For your business to survive and thrive you must understand the importance of cashflow. Cashflow is greatly affected by the time you give your customers to pay your invoices. Whilst it is common for businesses to give 30-day payment terms, it is often the case that big businesses impose payment terms of 60, 90 or 120 days. As small business owners generally want to have big businesses as customers, they have little choice but to agree, even though it will adversely impact on their cash flow. As a consequence, your business could be profitable, but ultimately destroyed by poor cashflow.
Government has proposed new laws which aim to remedy this imbalance between big businesses and small businesses. The Payment Times Reporting Bill 2020 (Cth) was introduced to the House of Representatives in May 2020. It is intended to be passed later this year and take effect on 1 January 2021.
For the purpose of these laws, “reporting businesses” will be those who have at least $100 million annual revenue or control a business that has $100 million in annual revenue. “Small businesses” are classified as those with annual revenue of less than $10 million.
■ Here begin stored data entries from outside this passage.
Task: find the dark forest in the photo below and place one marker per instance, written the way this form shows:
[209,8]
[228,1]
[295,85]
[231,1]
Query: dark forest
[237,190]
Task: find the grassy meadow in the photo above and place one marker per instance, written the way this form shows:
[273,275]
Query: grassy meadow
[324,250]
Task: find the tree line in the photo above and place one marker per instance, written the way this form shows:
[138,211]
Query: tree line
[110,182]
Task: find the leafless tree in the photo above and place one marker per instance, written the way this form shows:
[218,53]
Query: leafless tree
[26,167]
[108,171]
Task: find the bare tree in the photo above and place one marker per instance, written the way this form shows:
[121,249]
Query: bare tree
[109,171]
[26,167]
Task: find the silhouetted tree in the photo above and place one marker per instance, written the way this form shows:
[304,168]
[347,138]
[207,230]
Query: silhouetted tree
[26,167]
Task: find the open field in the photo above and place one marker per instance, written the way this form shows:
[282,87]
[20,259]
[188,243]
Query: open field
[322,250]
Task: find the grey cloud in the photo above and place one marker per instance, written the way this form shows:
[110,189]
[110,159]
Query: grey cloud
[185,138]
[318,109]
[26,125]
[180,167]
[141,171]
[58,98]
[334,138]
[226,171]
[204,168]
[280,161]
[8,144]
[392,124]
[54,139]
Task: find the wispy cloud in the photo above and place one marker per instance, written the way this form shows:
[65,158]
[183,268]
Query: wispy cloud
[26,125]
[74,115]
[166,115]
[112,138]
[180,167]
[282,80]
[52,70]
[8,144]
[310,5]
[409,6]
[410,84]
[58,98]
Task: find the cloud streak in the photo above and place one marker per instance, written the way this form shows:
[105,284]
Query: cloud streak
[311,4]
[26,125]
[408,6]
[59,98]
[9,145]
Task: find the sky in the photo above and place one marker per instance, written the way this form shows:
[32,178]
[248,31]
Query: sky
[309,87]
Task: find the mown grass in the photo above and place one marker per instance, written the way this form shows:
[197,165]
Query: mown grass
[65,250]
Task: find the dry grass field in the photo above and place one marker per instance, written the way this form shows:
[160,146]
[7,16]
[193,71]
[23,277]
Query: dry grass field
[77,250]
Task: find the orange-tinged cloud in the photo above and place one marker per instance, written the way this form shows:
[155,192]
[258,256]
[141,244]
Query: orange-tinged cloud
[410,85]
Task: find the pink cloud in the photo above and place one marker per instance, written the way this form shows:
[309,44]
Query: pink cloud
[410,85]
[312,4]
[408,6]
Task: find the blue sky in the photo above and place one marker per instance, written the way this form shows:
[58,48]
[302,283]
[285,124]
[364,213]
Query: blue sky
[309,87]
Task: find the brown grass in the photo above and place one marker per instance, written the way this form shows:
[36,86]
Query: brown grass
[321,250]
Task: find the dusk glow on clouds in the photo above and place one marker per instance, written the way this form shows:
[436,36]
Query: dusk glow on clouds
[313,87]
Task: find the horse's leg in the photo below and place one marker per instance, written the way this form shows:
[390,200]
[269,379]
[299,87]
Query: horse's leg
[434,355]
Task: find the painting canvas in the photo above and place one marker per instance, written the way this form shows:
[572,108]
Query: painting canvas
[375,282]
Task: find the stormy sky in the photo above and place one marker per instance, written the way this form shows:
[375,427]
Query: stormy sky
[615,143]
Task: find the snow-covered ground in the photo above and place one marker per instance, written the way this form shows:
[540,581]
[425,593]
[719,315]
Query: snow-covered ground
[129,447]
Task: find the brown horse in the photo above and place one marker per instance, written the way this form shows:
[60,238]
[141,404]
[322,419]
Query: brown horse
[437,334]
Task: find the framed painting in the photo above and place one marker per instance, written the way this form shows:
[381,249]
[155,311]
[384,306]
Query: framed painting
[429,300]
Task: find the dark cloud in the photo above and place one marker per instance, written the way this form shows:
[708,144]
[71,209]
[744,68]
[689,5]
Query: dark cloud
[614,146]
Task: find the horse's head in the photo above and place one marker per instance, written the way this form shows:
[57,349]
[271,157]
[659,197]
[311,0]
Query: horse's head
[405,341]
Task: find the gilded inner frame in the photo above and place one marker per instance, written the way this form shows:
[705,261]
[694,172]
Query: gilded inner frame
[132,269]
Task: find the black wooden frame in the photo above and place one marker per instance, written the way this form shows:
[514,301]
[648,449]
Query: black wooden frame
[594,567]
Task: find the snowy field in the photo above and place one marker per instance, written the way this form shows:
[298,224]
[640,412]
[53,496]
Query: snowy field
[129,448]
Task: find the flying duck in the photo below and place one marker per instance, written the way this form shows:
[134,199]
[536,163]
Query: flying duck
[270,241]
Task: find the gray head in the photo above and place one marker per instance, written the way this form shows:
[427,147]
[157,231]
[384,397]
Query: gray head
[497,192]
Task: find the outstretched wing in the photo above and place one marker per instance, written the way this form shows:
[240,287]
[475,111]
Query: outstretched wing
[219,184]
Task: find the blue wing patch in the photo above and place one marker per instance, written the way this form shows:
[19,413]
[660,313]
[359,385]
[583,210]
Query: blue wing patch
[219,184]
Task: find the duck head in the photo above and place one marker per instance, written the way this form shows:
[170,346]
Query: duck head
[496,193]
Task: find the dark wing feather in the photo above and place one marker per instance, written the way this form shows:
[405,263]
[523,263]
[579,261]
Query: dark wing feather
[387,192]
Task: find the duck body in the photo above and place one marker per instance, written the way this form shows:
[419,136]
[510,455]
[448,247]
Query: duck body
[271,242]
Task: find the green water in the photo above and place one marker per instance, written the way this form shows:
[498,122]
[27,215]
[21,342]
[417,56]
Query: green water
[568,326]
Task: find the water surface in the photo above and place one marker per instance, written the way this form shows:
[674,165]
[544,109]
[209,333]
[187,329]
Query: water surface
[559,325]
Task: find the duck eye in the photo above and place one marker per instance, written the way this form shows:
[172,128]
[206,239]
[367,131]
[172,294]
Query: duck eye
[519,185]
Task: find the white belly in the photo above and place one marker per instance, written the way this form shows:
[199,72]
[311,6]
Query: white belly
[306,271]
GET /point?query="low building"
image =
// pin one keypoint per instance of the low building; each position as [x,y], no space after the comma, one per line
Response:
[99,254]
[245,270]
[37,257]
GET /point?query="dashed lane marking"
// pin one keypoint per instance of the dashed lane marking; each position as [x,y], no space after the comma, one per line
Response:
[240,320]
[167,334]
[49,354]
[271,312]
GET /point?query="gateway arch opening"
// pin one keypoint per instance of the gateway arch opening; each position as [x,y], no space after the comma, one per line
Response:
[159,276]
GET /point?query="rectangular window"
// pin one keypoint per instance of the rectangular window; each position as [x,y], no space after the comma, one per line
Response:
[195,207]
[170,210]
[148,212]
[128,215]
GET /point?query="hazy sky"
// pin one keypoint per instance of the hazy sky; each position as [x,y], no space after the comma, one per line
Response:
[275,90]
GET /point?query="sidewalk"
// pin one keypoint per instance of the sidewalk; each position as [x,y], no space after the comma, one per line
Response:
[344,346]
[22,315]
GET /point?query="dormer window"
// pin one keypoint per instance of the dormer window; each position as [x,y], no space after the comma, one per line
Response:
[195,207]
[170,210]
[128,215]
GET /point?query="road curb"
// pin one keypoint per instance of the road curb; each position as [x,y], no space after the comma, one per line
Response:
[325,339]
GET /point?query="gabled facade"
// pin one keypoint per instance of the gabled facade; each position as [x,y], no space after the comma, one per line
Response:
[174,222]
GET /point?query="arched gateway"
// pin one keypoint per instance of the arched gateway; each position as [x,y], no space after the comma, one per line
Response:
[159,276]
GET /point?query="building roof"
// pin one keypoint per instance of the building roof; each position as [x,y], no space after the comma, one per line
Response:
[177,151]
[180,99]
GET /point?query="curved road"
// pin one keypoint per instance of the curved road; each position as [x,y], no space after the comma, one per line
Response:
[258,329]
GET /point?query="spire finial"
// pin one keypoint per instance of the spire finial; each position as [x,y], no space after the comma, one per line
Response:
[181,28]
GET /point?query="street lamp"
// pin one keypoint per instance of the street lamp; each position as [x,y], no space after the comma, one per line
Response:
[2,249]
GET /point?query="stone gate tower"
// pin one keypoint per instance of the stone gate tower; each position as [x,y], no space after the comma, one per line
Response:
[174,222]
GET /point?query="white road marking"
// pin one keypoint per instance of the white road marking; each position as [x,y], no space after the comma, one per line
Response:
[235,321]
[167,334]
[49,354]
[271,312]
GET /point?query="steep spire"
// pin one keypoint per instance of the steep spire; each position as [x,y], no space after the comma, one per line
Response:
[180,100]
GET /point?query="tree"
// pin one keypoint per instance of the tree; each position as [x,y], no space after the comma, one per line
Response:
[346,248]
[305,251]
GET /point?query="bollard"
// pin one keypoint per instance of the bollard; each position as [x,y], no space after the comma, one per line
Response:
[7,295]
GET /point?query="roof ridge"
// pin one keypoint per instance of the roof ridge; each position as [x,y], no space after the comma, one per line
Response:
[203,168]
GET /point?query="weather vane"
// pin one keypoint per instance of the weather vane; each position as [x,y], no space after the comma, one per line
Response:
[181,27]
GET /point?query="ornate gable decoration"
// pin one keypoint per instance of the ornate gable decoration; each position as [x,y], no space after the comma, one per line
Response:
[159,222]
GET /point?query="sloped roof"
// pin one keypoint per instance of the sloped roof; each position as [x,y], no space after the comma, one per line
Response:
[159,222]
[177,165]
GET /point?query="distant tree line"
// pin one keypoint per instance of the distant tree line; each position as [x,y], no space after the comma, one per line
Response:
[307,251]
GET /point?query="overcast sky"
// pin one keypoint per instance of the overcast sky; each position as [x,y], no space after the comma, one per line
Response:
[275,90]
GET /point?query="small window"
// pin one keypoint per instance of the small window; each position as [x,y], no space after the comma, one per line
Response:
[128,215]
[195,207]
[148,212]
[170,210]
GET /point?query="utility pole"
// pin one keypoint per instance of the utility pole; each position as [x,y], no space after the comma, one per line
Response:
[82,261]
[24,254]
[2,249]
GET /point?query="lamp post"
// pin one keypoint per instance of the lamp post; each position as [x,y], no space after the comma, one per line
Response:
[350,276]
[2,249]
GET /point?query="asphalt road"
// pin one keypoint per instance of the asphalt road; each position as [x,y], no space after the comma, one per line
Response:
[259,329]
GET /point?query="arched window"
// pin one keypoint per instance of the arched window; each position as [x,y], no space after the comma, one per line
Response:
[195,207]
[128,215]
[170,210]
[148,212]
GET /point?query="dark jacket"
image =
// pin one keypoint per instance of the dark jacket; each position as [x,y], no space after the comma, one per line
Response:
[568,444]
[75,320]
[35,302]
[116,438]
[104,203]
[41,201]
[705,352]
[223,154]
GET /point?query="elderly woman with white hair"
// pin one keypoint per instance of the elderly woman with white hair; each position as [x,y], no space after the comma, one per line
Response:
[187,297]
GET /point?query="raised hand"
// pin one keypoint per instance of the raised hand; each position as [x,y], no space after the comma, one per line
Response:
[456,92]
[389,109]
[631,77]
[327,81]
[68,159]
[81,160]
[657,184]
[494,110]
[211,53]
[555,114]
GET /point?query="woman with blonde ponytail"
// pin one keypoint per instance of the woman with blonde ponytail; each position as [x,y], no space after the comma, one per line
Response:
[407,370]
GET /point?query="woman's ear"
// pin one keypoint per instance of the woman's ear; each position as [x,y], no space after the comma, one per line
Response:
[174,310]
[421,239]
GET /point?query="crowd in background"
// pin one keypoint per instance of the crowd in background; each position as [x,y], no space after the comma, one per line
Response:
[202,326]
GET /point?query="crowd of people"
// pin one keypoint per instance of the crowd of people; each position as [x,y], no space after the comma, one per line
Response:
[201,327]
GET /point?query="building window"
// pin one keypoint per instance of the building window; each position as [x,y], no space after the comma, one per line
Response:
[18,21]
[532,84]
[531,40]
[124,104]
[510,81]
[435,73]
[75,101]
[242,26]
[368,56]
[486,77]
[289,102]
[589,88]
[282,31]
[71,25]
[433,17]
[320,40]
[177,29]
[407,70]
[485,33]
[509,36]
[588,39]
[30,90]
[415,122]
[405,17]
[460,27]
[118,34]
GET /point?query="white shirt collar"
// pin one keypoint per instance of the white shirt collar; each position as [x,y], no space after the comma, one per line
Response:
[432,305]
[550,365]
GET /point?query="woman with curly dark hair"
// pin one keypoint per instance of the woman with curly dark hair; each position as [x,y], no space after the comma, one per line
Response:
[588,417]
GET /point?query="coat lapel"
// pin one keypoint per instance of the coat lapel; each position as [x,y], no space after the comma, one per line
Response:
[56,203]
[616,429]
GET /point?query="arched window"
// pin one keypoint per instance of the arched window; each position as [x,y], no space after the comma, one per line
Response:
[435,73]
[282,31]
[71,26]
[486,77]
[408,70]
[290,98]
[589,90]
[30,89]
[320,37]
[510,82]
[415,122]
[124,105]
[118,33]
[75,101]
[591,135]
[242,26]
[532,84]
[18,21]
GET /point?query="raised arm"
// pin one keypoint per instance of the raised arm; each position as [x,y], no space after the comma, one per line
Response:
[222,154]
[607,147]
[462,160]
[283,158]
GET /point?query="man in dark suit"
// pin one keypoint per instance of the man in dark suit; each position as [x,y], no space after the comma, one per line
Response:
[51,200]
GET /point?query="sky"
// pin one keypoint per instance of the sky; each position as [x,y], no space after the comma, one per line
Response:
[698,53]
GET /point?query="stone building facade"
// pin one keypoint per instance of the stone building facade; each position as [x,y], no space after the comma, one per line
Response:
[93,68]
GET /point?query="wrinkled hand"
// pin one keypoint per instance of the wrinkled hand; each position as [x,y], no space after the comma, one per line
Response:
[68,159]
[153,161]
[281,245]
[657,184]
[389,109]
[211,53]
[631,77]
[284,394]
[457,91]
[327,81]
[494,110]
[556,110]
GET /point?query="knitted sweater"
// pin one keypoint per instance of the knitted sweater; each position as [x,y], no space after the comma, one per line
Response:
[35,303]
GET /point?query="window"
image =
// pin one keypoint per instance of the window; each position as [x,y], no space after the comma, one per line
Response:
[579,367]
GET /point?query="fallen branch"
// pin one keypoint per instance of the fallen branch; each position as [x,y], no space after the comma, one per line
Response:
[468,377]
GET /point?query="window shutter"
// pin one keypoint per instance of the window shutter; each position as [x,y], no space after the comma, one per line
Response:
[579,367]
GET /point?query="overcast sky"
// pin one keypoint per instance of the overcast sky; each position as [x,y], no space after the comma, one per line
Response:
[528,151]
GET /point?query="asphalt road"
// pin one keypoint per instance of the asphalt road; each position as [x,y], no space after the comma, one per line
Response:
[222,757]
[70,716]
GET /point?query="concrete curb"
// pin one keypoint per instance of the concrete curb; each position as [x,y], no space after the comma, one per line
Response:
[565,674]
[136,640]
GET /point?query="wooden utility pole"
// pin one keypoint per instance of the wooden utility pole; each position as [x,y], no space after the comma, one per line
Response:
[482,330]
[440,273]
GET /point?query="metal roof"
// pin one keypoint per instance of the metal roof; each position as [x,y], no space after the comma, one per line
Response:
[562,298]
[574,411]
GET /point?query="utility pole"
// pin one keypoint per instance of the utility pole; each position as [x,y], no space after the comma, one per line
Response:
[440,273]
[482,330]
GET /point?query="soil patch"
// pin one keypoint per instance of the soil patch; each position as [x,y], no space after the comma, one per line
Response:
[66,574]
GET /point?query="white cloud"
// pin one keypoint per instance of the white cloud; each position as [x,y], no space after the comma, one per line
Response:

Put simply, the laws will require any large business or government entity who acquires products or services from small business suppliers to report on the timing of their payments to those businesses. That information will then be made publicly available on an online “Payment Times Reports Register”. When published, it will not include commercially sensitive information and will only show how quickly big businesses pay invoices.
It is hoped that this process will create better transparency and therefore you will be better placed to do “forward cashflow planning” and smooth out the lumps and bumps in the availability of cash needed to keep paying your business’ operating expenses as they fall due.